Era um abajur comprido, em formato moldado a semelhança de uma garrafa dessas de bebidas caras, com o corpo mais fino e um largo achatamento na base. Seu topo, sua identidade, era de um amarelo vivido conseguindo destaque mesmo cobrindo uma lâmpada. Um amarelo vivido em contraste com um quarto de paredes rosa, objetos diversos, em sua maioria sem sentidos, e uma dona formosa, no entanto comum.
O abajur estava ali ha tempos. Fora dado a Moça por uma tia, talvez com uma boa intenção, não se sabe ao certo. Mas a Moça apenas o recebera na qualidade de objeto. Nem sequer se importou com suas formas, gostava mesmo é de quantidade, colecionava adornos, talvez colecionasse momentos, embora refletisse quase nada sobre eles.
Na primeira vez que o abajur falou, o adorno ao lado, o relógio, anunciava duas badaladas da madrugada.

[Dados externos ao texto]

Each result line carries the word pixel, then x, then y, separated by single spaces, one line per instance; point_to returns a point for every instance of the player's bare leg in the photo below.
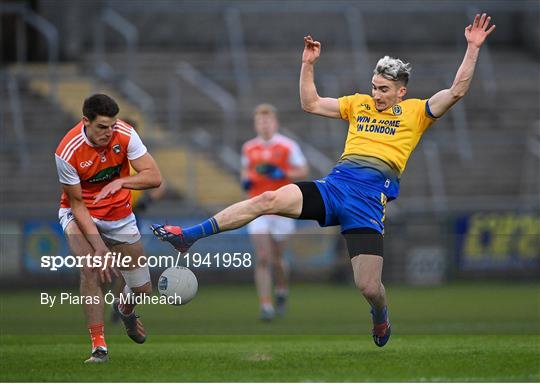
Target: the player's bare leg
pixel 262 243
pixel 90 285
pixel 137 283
pixel 367 277
pixel 286 201
pixel 281 276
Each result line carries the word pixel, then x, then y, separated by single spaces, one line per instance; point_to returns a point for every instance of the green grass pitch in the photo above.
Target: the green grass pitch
pixel 458 332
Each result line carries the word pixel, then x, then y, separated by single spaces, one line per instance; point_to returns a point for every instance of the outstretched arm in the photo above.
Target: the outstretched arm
pixel 475 34
pixel 309 98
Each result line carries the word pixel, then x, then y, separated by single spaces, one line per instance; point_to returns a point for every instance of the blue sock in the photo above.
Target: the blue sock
pixel 205 229
pixel 379 315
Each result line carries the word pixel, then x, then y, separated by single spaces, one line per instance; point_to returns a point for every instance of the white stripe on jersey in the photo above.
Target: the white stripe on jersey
pixel 122 132
pixel 72 151
pixel 72 143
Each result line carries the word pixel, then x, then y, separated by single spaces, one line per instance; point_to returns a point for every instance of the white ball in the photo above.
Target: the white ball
pixel 179 284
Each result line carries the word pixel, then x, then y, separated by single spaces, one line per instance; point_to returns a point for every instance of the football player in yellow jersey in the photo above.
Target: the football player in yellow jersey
pixel 384 129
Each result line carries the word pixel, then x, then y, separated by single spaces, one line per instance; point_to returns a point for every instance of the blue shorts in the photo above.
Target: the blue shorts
pixel 355 196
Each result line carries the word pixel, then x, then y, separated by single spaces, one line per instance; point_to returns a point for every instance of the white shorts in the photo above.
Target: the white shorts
pixel 278 226
pixel 123 231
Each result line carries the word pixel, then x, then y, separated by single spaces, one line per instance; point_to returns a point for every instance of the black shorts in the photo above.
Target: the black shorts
pixel 360 241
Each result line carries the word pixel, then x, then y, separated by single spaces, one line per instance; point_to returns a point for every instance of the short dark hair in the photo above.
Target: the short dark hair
pixel 100 105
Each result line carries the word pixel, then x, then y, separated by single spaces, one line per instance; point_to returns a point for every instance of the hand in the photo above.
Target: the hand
pixel 477 33
pixel 106 268
pixel 312 50
pixel 109 189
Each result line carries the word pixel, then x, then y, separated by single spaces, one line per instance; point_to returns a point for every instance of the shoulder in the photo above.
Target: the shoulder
pixel 70 142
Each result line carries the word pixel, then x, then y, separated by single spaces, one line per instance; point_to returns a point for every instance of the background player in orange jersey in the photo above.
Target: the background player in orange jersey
pixel 93 161
pixel 269 162
pixel 384 129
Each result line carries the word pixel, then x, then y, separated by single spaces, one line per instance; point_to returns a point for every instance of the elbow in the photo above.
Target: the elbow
pixel 158 181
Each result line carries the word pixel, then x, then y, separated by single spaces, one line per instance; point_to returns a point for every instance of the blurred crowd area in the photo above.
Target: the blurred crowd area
pixel 189 73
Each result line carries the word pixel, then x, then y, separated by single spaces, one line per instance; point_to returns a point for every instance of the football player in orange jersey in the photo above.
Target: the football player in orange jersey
pixel 93 161
pixel 269 162
pixel 383 130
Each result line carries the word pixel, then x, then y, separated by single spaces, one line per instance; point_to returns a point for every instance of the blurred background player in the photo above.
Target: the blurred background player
pixel 383 131
pixel 93 161
pixel 269 162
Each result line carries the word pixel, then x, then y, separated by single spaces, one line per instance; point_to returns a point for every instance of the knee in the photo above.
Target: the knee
pixel 266 202
pixel 370 288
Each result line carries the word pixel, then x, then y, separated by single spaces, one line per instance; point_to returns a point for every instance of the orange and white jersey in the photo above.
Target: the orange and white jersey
pixel 78 161
pixel 279 151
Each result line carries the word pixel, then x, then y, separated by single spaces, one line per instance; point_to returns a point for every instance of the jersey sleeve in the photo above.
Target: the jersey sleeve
pixel 244 161
pixel 135 147
pixel 67 174
pixel 296 157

Sua tentativa era de estabelecer algum tipo de comunicação, uma espécie de “alo” seguida de um apelo de nota a sua existência. A Moça estava em um sono incerto, aqueles transes em que não se sabe ao certo se está dormindo ou acordado. Ela se movia de um lado a outro, não conseguia ajeitar-se em conforto, descobria e cobria determinadas partes do corpo. Pois quando o frio e a irritação normal da insônia deram a vitória pra consciência, o tagarelar do abajur já era forte e fora por ela ouvido. Mas então, foi a vez da Moça trapacear, iludindo a si sobre o absurdo do acontecido. Quando-se ignora tudo, fica fácil dormir.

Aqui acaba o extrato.